The action is non-stop, as Red and Black (four players to a side) gambol from one end to the other, flailing and bumping, at speeds you cannot appreciate until you’re this close. Outside the lines, the mood is decidedly more casual and festive, with families spread out on blankets behind one goal and still more gathered in the thatch-roofed clubhouse at midfield. They all greet Garcia-Velez with familiarity. The drinks/conversation flow as play proceeds through the first three chukkers, or periods, which last some 7 minutes apiece.

A proper match is six chukkers; the players change horses after each one. On one level the game is simple: whack the ball between posts 24 feet apart, positioned at each end of a field 300 yards long and 150 wide. On another level, there is great nuance to the strategy, the game’s physicality and officiating. It’s good to have an expert sitting close by, imparting the finer points.
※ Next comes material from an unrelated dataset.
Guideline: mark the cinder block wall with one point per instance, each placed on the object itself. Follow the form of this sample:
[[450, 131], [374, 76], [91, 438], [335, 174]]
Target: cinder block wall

But again, this is a casual Saturday afternoon match in January. The week of Presidents Day, and again over Easter, the polo communities from across the Caribbean and Florida will descend on La Romana for the two biggest tournaments of the year. As Garcia-Velez is telling me about this, along with the reasons for Argentinian Polo dominance, and what a polo pony really costs, the players thunder past en masse. The conversations — ours and those taking place all around us — come to a studious halt, as all eyes follow the action to the north goal.